Tuesday, April 2, 2013

Shakespeare? Et tu, price gouger?

Wow.  So Shakespeare actually used his capital to speculate in food and commodities. 


William Shakespeare was a 'ruthless businessman' and tax dodger, researchers have claimed. 
Although he wrote plays that championed the rights of the poor and the needy, archived documents show the playwright was actually a wealthy landowner repeatedly dragged before the courts and fined for illegally stockpiling food and threatened with jail for evading taxes.

He 'stored grain, malt and barley for resale at inflated prices to neighbours and local tradesmen' at a time when Europe was suffering famines, the academics said, and channelled the profits into land purchases. 
They added that Shakespeare did all he could to 'avoid taxes, maximise profits at others' expense and exploit the vulnerable – while writing plays about their plight'. 
And his approach of 'combining both illegal and legal activities' meant he could retire after a working life of only 24 years.

Researchers at Aberystwyth University carried out an academic study looking into Shakespeare's 'other life' as one of Warwickshire's biggest landowners and have uncovered the less than savoury side to Britain's greatest playwright. The allegation he exploited famine has also led to suggestions that his Coriolanus, for years regarded as a plea for the starving poor, was in fact his way of trying to expunge a guilty conscience.
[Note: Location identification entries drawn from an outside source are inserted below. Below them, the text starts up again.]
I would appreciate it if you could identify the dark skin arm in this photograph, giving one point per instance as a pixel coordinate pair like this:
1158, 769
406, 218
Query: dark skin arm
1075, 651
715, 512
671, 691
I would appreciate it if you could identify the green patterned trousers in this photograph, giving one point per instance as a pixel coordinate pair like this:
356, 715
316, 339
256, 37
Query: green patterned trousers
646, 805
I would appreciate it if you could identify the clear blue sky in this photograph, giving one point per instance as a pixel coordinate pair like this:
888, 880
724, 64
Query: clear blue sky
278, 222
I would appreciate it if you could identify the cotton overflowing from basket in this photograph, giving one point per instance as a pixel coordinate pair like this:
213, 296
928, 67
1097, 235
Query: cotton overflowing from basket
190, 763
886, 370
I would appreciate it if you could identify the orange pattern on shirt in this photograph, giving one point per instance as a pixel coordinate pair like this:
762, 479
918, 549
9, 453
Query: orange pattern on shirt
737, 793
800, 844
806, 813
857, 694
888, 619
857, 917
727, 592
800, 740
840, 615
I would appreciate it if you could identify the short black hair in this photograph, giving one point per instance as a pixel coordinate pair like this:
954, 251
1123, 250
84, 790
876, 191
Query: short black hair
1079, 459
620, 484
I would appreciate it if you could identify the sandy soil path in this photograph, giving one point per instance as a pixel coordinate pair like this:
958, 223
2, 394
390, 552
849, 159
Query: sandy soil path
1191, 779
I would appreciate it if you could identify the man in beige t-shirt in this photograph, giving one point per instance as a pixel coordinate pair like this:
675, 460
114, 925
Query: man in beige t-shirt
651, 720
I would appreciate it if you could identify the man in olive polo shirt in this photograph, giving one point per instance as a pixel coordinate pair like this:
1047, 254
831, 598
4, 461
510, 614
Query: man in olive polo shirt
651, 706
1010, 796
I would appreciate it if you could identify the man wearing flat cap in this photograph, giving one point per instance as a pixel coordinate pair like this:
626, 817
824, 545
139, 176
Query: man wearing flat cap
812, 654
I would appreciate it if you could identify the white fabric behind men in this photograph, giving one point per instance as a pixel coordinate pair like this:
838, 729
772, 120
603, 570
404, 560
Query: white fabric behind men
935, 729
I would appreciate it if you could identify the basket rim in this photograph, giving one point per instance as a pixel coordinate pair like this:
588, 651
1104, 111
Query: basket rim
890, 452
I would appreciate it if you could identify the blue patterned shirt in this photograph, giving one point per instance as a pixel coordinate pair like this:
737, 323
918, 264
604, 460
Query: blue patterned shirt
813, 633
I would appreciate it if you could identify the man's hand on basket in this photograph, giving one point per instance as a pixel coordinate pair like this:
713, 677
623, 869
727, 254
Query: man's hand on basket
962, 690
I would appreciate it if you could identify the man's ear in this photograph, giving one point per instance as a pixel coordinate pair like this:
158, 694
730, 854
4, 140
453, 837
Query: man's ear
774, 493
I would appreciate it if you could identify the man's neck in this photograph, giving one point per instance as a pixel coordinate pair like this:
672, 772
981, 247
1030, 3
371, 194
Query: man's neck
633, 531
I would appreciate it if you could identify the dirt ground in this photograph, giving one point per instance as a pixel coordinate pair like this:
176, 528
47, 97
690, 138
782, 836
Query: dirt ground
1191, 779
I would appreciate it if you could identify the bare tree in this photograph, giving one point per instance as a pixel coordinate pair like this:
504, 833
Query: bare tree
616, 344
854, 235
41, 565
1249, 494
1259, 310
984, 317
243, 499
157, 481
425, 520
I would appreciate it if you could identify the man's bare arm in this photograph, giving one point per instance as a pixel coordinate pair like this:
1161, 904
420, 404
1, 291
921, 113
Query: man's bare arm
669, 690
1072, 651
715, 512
Note the allegedly dastardly thing he did.  Shakespeare stored grain when food was plentiful, and sold it when there was famine and shortage.  What a BASTARD!  It would have been much more moral to do nothing to ease the food shortage, right?  Um...wait, that can't be right.  It would appear t hat he increased the food supply when there was a famine.  Tell me again why that's bad?

There's more.

Grateful nod to M. Kaan. 


  1. Mike, doesn't your own "Analytical Theory of Just Market Exchange" say that Shakespeare should have sold the grain at cost (achieving zero surplus for himself) when he faced buyers whose circumstances were much more dire than his own?

  2. No, we don't. THis is the case of the "grain in Danzig." http://polisci.duke.edu/uploads/media_items/ppe-working-paper-13-0318.original.pdf


Do you have suggestions on where we could find more examples of this phenomenon?